Introduction to state machine testing: part 3
Posted on November 29, 2018This is part 3 in a series. If you haven’t seen the first two posts, you might want to take a look at those first.
Part 1: Why and prerequisites
Part 2: The basics and a first property
In part 2, we looked at the basics of how state machine testing in hedgehog worked. We defined states and inputs, looked at how hedgehog
uses the Command
and Callback
types to execute tests, and defined our first property. In this post we’re going to revisit some of this material and explain the parts we initially glossed over. Specifically, we’re going to look at why hedgehog required our state and input types to be parameterised on a type constructor, what the Var
, Symbolic
and Concrete
types are all about, and why we need HTraversable
instances for our inputs. It might not come as a surprise, but they’re all closely related.
Another property
Our last post used the leaderboard application as a test subject, and we’ll be continuing to use it in this post. This time we’re not only going to register our first user, we’re going to register additional users and make sure that our count agrees with the application.
Once again, let’s start with a state diagram.
If it’s not clear what’s happening here, let me explain. As with the property we wrote in part 2, n
here stands for the number of successfully registered users, and we start at n=0
. Again, like before, we may register our first user (register-first
input) and move to n=1
. We can then move to n>0
without input. Whenever our user count is greater than 0, register-first
is a no-op — at least with regards to this state machine. However, an admin user may register a new user with the register
input, which increments the user count. At this point, the number of registered users is still greater than 0 and we can move back to our n>0
state without input.
State and inputs revisited
Here’s what our state and input types looked like for our first property.
newtype RegFirstState (v :: * -> *) =
RegFirstState Integer
deriving (Eq, Show)
newtype RegFirst (v :: * -> *) =
RegFirst RegisterPlayer
deriving (Eq, Show)
data GetPlayerCount (v :: * -> *) =
GetPlayerCount
deriving (Eq, Show)
We know we want to register additional users, which isn’t the same as registering our first user, so we’re going to need a new input for that.
Register
comprises two values: the registration information for the new player, and a Var TestRsp v
. TestRsp
is a newtype around the response type returned by our application’s register
endpoint. It comprises a player ID and an authentication token. Importantly, we need the authentication token of an adminstrator to successfully register a new player, and that’s why our Register
input requires a TestRsp
. As for the Var
constructor and v
parameter, we’ll get to those in just a moment.

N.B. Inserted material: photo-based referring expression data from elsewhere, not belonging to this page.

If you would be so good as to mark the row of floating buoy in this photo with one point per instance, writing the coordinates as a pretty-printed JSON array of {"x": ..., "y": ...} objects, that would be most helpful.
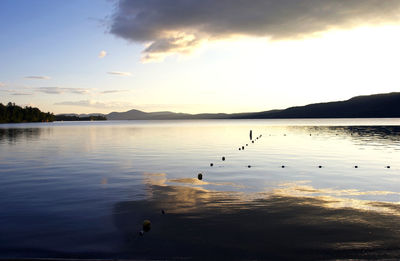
[
  {"x": 200, "y": 175},
  {"x": 146, "y": 226}
]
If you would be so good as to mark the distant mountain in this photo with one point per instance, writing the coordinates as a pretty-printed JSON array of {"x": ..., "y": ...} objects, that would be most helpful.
[{"x": 369, "y": 106}]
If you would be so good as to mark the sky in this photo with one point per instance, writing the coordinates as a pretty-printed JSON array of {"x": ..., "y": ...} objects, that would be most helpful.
[{"x": 194, "y": 56}]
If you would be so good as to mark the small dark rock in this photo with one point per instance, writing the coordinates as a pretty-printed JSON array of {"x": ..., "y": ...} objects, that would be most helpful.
[{"x": 146, "y": 225}]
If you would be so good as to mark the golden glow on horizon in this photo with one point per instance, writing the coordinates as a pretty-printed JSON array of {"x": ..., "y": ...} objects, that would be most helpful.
[{"x": 251, "y": 74}]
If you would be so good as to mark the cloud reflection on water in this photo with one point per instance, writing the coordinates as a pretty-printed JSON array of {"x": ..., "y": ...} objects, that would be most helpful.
[{"x": 294, "y": 220}]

Given we need a valid auth token for an admin if we want to register subsequent users, and we can only get those from the application after registering a user, we’re going to have to store some in our state. It also seems appropriate to mention that leaderboard
rejects registrations that try to use an email for a user who has already been registerd. That means we need to generate unique emails. To do that, we’ll also need to keep track of registered emails in our state. So what’s our new state look like?
data RegisterState (v :: * -> *) =
RegisterState
{ rsPlayerEmails :: S.Set Text
, rsAdmins :: S.Set (Var TestRsp v)
} deriving (Eq, Show)
This is probably close to what you expected given we need to keep track of player emails and admin tokens now. Just like our new input, our new state also makes use of that v
parameter and Var
type. OK. It’s time…
We need to talk about v
Firstly, it’s important to understand how hedgehog
runs our tests in a little more detail. The hand wavey description of the process is something like this:
- Generate a random sequence of commands to run given an initial state.
- Filter out any commands that don’t produce an input generator given the current state.
- Filter out any commands whose
Require
callback returnsFalse
given the current state. - Use the
Update
callback of each chosen command to update the state such that subsequent commands are filtered using the updated state.
- Execute the sequence of commands.
For each command:- Run the input against the system under test.
- Update the model state given the output from the system under test.
- Check any post conditions (
Ensure
callbacks).
- If a test fails, shrink the list of commands (which will in turn shrink their inputs) and return to step 2.
- This includes removing commands that can no longer be run because their input included output from a command that is no longer being used.
I’d like to point out that hedgehog
generates all of the commands that are run before the first command is ever executed against the application. I’d also like to point out that, while it’s generating this complete set of commands, it is updating state and deciding which commands may be run based on this state. In case you’re getting nervous, hedgehgog
hasn’t broken causality — it’s just got two different versions of state. This is where the v
parameter and Var
type come in.
Here’s the Var
type.
Var
is used to store values that we get back from the application in our state. hedgehog
needs to keep track of the link between outputs that come from the application, and inputs that make use of those outputs. Not only that, it needs to do this while generating and shrinking, which means it hasn’t run any commands and therefore has no concrete values. Instead, hedgehog
uses symbolic variables as placeholders for the outputs it expects to get back from the application. It therefore makes sense that the two type constructors that hedgehog
uses to inhabit the v
parameter in Var
are Symbolic
and Concrete
.
data Symbolic a where
Symbolic :: Typeable a => Name -> Symbolic a
newtype Concrete a where
Concrete :: a -> Concrete a
Symbolic
and Concrete
both have kind * -> *
, which means we can use them with Var
and have Var a Symbolic
and Var a Concrete
. We can also see that the a
in Symbolic a
is a phantom type that is never inhabited. It just keeps track of the fact that this placeholder should be replaced by a value of type a
. Finally, Concrete
is just a newtype
around an a
such that it has the same kind as Symbolic
and can replace Symbolic
s whenever we get concrete values back from the application.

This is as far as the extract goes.